Marchés

Taux : ne réagissent ni à la chute du Nasdaq, ni à celle du pétrole

Publié le 9 juin 2026 à 18h36

Le brusque décrochage du Nasdaq-100 (pratiquement -3% vers 18h15) n'entraîne toujours pas d'arbitrages "risk-off" en faveur des marchés obligataires, lesquels stagnent littéralement aux Etats-Unis avec des T-Bonds à 10 ans qui n'effacent que -2 pts vers 4,53% et le "30 ans" cède péniblement 1 pt vers 5,013%. L'occasion de voir les taux se détendre était pourtant belle avec le recul de -5,7% du baril de "WTI" vers 86 USD, au plus bas depuis le 29 mai ou le 21 avril en intraday.

Ce recul, qui s'est confirmé au fil des heures, est porté par les espoirs d'accalmie au Moyen-Orient : Donald Trump avait en effet assuré ce matin que ses équipes menaient d'"ultimes efforts" pour conclure un accord de paix avec la République islamique.

Même le communiqué du ministère de la Défense iranien, indiquant vouloir poursuivre "avec plus de vigueur et de rapidité la production et le développement des équipements, armements et systèmes requis par les forces armées", n'avait pas entamé l'optimisme des marchés.

Les dégagements sur le pétrole avaient débuté dès lundi matin alors que les membres de l'OPEP ont annoncé dimanche une 4? hausse consécutive de leurs quotas, de 188 000 b/j, pour juillet.

Néanmoins, Frédéric Lorec, analyste pétrole chez AlphaValue, rappelle que la production effective du cartel est passée de 42,77 Mb/j en février à 33,19 Mb/j en avril, soit un déficit de 9,6 Mb/j directement imputable à la fermeture du détroit.

"Ils n'ont pas produit plus ; ils ont produit massivement moins. Annoncer des barils supplémentaires dans ce contexte relève de la pure communication. Le détroit étant fermé, ces barils n'atteindront pas le marché", souligne le spécialiste.

En Europe, les émissions libellées en euros semblent également figées à 48 h de la très probable annonce d'une première hausse de taux par la BCE face à l'accélération de l'inflation européenne à 3,2% en mai.

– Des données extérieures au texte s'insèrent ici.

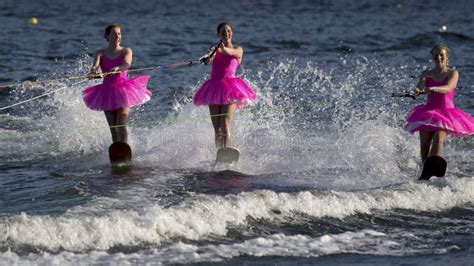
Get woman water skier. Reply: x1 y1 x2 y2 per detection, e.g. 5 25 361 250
193 22 256 149
83 24 151 143
406 44 474 163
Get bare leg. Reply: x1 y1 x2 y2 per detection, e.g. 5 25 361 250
115 107 130 143
209 105 223 149
220 103 236 148
104 110 119 142
430 130 448 156
420 131 435 164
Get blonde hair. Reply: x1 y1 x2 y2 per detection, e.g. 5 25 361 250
430 43 449 66
104 23 120 39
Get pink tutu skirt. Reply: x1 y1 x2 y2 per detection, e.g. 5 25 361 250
82 75 151 111
406 105 474 137
193 77 256 108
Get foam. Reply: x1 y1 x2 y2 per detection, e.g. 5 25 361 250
0 230 459 265
0 178 474 251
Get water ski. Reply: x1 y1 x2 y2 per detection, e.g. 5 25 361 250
109 141 132 164
216 148 240 163
418 155 448 180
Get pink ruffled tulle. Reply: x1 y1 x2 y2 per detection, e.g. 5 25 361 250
194 77 256 108
82 73 152 111
406 105 474 137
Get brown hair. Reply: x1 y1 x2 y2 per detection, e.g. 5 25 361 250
430 43 449 55
217 21 232 34
104 23 120 39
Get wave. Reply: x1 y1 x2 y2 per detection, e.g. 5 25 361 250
0 178 474 252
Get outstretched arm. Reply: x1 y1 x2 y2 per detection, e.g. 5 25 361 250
427 70 459 94
410 70 429 96
90 50 102 74
110 48 133 72
221 44 244 64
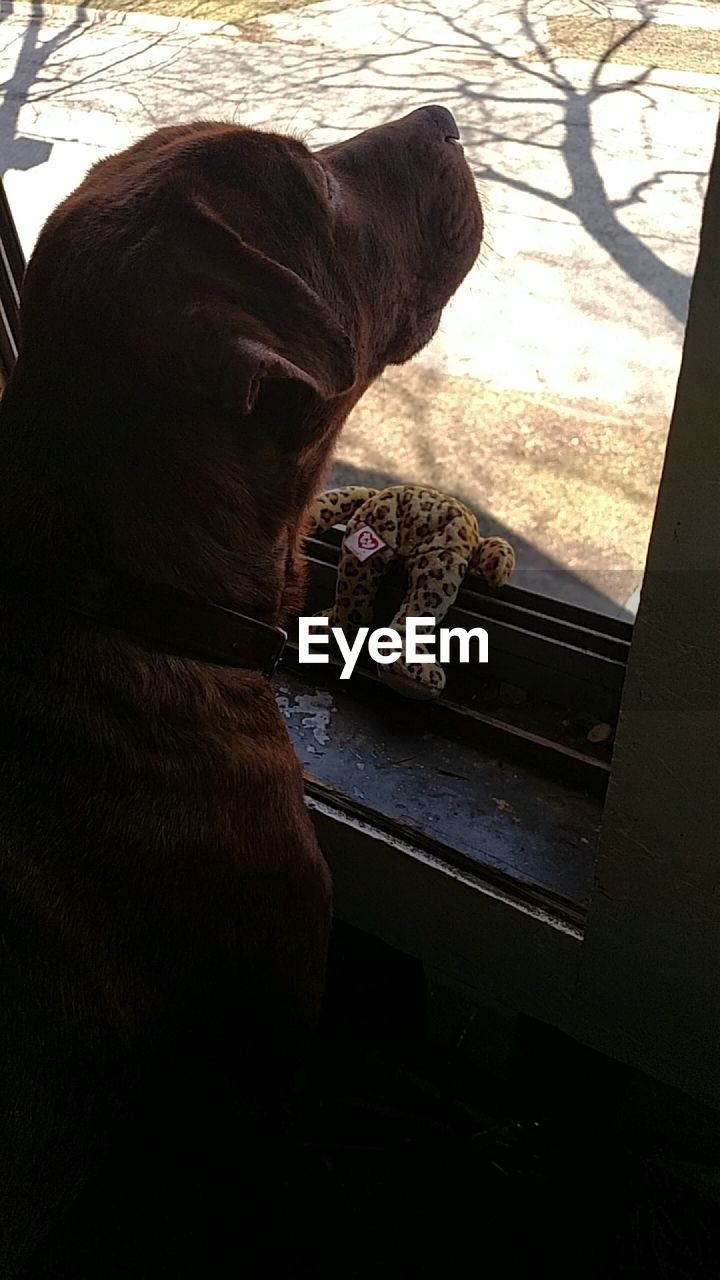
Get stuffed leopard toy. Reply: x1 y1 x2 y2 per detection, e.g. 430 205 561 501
304 485 515 699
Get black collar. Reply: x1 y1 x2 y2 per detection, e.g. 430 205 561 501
0 575 287 680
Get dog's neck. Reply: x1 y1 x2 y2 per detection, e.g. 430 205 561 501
0 394 334 626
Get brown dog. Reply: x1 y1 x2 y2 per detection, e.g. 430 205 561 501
0 106 482 1276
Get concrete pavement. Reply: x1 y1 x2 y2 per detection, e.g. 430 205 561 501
0 0 720 608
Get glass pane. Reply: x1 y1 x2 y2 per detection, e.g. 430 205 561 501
0 0 720 617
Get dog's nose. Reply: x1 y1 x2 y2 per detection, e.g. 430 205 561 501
413 106 460 138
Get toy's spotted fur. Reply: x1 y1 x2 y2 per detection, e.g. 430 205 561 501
304 485 515 698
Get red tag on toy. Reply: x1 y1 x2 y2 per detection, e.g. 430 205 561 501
345 525 387 559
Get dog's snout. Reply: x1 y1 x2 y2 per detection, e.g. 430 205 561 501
413 106 460 138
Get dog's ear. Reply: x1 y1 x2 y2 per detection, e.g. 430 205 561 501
160 196 356 413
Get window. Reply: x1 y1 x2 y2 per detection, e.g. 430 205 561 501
0 6 720 1097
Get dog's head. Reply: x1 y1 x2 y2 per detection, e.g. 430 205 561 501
5 106 482 611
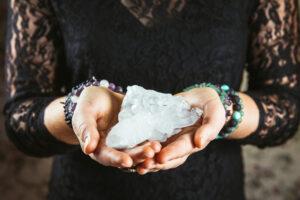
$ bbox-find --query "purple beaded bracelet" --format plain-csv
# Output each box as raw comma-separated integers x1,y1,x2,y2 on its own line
63,77,123,128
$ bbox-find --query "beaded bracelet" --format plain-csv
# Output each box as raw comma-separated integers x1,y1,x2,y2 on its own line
63,77,123,128
183,83,232,119
217,85,244,139
183,83,244,139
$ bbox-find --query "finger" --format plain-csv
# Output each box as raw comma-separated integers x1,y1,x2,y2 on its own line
72,106,100,154
124,142,155,163
156,132,194,164
90,141,133,168
194,101,225,149
124,141,161,164
137,155,188,174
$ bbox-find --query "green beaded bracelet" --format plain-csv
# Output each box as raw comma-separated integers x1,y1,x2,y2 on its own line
183,83,244,139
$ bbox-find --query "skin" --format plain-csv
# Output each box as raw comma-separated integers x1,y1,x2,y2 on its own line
137,88,259,174
44,87,161,168
45,87,259,174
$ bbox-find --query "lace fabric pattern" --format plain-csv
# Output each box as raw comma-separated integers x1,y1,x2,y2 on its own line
4,0,75,156
4,0,300,200
246,0,300,147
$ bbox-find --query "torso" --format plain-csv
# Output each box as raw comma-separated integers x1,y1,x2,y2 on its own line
50,0,253,200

Les Bunds, les OAT et les BTP italiens effacent -1,5 pt vers 3,05%, 3,70% et 3,818% respectivement.

Certains évoquent une "erreur" comme celle commise par Jean-Claude Trichet il y a 15 ans, au début de l'été 2011, juste avant que n'éclate la "crise grecque" : certains estiment que la réouverture du détroit d'Ormuz rendra l'épisode inflationniste actuel "transitoire", contrairement à 2021.

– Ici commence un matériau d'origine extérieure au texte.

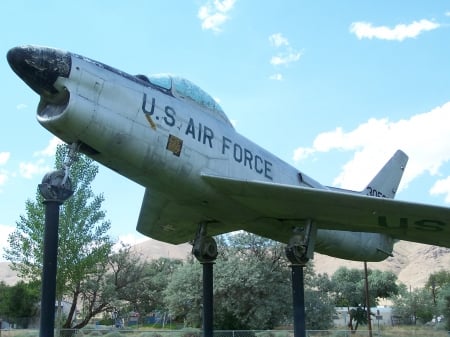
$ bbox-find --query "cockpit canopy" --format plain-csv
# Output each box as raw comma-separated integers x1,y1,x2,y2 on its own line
136,74,232,126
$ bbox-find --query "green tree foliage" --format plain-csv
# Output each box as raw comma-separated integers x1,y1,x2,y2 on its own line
0,281,39,329
437,282,450,331
393,288,436,324
165,232,334,329
319,267,399,330
425,270,450,304
4,146,112,325
328,267,399,307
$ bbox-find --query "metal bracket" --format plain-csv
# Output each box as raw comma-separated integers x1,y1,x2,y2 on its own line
192,223,218,263
286,219,317,266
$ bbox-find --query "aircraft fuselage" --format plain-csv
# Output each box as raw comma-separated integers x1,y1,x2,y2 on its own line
8,46,393,261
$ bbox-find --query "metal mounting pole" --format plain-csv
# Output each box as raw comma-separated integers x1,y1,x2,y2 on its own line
286,219,317,337
291,264,306,337
202,262,214,337
39,170,73,337
192,224,218,337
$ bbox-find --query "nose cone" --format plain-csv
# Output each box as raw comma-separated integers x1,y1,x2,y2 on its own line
7,46,72,96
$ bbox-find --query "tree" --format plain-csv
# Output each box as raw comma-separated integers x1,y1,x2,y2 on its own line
425,270,450,305
0,281,39,328
328,267,399,331
165,232,334,329
393,288,436,325
4,145,112,326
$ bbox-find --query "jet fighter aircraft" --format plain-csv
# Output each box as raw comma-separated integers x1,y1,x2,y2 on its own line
7,46,450,261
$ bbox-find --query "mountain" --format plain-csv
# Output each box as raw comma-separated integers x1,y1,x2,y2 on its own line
0,239,450,289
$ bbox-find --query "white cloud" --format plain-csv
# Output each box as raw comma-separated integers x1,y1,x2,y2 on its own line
197,0,236,32
19,158,50,179
19,137,64,179
16,103,28,110
0,152,11,188
0,152,11,165
269,33,302,70
0,224,16,262
269,33,289,47
33,137,64,157
293,102,450,191
270,52,302,66
269,73,283,81
350,19,441,41
430,176,450,203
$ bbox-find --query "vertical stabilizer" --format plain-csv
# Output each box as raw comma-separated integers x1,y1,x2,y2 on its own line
361,150,408,199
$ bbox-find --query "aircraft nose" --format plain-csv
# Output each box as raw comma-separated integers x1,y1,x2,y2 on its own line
7,46,72,96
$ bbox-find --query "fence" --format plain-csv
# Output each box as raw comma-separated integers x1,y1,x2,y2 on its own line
0,328,450,337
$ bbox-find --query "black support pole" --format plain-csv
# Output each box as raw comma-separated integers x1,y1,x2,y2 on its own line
39,200,61,337
202,262,214,337
291,264,306,337
39,170,73,337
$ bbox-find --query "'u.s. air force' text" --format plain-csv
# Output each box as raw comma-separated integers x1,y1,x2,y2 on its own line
142,93,273,180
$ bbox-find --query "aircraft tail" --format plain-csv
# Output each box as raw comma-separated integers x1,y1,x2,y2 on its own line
360,150,408,199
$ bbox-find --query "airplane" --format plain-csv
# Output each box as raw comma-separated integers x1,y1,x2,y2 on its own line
7,45,450,262
7,45,450,337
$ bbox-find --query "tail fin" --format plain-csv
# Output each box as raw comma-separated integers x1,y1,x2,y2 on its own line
361,150,408,199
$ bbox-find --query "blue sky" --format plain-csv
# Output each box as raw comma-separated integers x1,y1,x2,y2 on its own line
0,0,450,258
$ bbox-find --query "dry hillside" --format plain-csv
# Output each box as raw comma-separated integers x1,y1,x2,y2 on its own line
0,239,450,288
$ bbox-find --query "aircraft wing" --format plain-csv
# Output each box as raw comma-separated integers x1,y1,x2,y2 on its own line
203,175,450,247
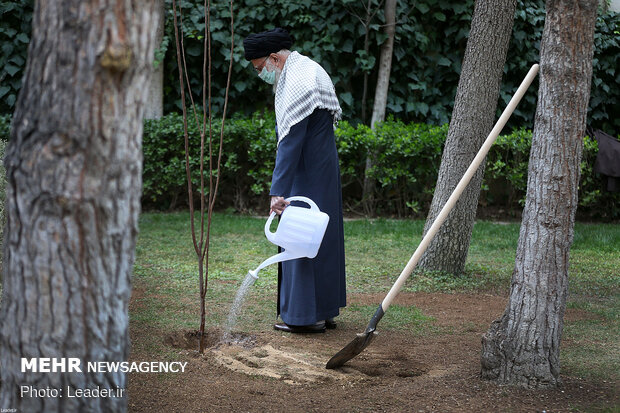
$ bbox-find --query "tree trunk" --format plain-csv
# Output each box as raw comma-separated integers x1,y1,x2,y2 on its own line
362,0,396,216
482,0,597,387
144,0,165,119
0,0,158,412
419,0,516,274
370,0,396,129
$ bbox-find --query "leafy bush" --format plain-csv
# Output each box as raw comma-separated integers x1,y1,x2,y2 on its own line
142,113,276,211
0,0,620,135
143,112,620,220
0,0,34,113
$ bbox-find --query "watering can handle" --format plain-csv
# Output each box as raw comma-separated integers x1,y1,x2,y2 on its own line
265,195,320,241
286,195,320,211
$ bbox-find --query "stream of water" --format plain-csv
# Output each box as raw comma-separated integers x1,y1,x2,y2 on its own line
221,273,256,343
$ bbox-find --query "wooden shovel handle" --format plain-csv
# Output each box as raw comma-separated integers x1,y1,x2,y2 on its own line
381,64,538,313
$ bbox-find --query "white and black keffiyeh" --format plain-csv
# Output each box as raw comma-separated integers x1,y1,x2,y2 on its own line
275,52,342,144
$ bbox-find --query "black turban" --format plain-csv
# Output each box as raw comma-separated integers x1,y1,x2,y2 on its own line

La Bank of Japan pourrait également relever ses taux le 15 juin et porter le loyer de l'argent à 1,00% : le "10 ans" nippon a cependant reperdu 3,2 pts de rendement ce mardi matin vers 2,685%, favorisant un solide rebond de Tokyo (la baisse du pétrole apporte également un net soulagement).

Les "Gilts" ressortent comme les grands gagnants du jour avec -4 pts vers 4,9060%.